The paper tackles the problem of training Spiking Neural Networks (SNNs) for classification tasks using supervised STDP, proposing S2-STDP and Paired Competing Neurons (PCN) to enhance learning, and shows that these methods outperform state-of-the-art supervised STDP rules on datasets like MNIST, Fashion-MNIST, and CIFAR-10.

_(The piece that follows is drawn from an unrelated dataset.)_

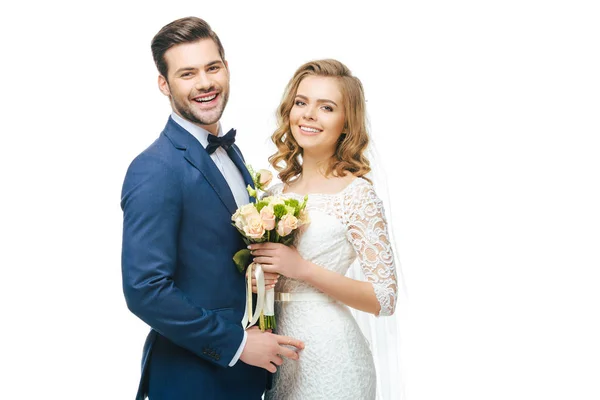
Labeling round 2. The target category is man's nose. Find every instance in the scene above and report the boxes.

Direct training of Spiking Neural Networks (SNNs) on neuromorphic hardware has the potential to significantly reduce the energy consumption of artificial neural network training. SNNs trained with Spike Timing-Dependent Plasticity (STDP) benefit from gradient-free and unsupervised local learning, which can be easily implemented on ultra-low-power neuromorphic hardware. However, classification tasks cannot be performed solely with unsupervised STDP. In this paper, we propose Stabilized Supervised STDP (S2-STDP), a supervised STDP learning rule to train the classification layer of an SNN equipped with unsupervised STDP for feature extraction. S2-STDP integrates error-modulated weight updates that align neuron spikes with desired timestamps derived from the average firing time within the layer. Then, we introduce a training architecture called Paired Competing Neurons (PCN) to further enhance the learning capabilities of our classification layer trained with S2-STDP. PCN associates each class with paired neurons and encourages neuron specialization toward target or non-target samples through intra-class competition. We evaluate our methods on image recognition datasets, including MNIST, Fashion-MNIST, and CIFAR-10. Results show that our methods outperform state-of-the-art supervised STDP learning rules, for comparable architectures and numbers of neurons. Further analysis demonstrates that the use of PCN enhances the performance of S2-STDP, regardless of the hyperparameter set and without introducing any additional hyperparameters.